-
Notifications
You must be signed in to change notification settings - Fork 34
Description
Currently fparser does some clever magic to store some global state on fparser.two.Fortran2003.Base (a dictionary giving all subclasses of a given subclass name). I propose that rather than have global state, we have an object which encapsulates this information, and acts as the driver of the recursive parse process.
-
Each Base subclass (herein referred to as a parse element) MUST receive a Parser instance as well as the source to be parsed to a new
Base.from_sourceclass method.

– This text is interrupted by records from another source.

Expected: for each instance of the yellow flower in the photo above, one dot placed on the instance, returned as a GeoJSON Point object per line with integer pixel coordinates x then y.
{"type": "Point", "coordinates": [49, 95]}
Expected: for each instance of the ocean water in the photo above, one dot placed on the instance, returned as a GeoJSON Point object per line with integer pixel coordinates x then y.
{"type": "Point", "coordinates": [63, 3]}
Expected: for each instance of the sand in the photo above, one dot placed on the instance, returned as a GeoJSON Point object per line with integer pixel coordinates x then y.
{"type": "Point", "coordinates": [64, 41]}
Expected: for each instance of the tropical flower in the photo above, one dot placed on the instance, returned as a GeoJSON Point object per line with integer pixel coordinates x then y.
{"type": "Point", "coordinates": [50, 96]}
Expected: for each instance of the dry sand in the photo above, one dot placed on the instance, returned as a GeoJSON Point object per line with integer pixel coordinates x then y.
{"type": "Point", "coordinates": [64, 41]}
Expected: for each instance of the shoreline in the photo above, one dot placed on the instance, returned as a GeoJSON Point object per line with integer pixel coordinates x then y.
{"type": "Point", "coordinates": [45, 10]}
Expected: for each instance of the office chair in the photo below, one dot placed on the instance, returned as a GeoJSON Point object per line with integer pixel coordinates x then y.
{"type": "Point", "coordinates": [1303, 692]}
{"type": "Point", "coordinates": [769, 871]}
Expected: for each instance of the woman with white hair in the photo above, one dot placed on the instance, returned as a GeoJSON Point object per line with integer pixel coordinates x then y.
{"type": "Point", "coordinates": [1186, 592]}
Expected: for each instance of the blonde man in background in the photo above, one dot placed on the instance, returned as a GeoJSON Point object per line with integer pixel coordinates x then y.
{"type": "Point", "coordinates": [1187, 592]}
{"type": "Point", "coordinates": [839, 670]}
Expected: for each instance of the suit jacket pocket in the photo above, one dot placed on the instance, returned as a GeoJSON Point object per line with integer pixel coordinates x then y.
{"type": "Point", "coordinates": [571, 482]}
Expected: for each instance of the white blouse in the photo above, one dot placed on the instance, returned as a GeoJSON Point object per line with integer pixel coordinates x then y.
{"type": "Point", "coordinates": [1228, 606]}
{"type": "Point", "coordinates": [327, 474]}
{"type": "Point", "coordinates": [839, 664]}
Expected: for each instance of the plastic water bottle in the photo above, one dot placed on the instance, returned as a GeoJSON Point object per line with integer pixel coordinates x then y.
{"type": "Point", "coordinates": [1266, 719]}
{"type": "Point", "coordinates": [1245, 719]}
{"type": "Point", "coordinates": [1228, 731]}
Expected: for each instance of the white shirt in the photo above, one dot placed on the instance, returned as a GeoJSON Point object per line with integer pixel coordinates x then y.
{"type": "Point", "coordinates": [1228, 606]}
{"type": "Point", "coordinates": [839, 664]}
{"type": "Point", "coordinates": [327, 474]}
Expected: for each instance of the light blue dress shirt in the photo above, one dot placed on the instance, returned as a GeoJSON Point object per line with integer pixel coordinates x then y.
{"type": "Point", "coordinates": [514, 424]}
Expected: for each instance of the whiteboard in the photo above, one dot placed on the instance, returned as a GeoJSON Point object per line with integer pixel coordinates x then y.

The existing parse-via-constructor will be deprecated, and the constructor will be used exclusively for constructing instances of that type given already constructed children (e.g.Type_Declaration_Stmt(declaration_type_spec_instance)). Existingreprof parser element instances will therefore continue to produce working code. -
The parse element will defer its subelement parsing through the Parser instance using named references (e.g.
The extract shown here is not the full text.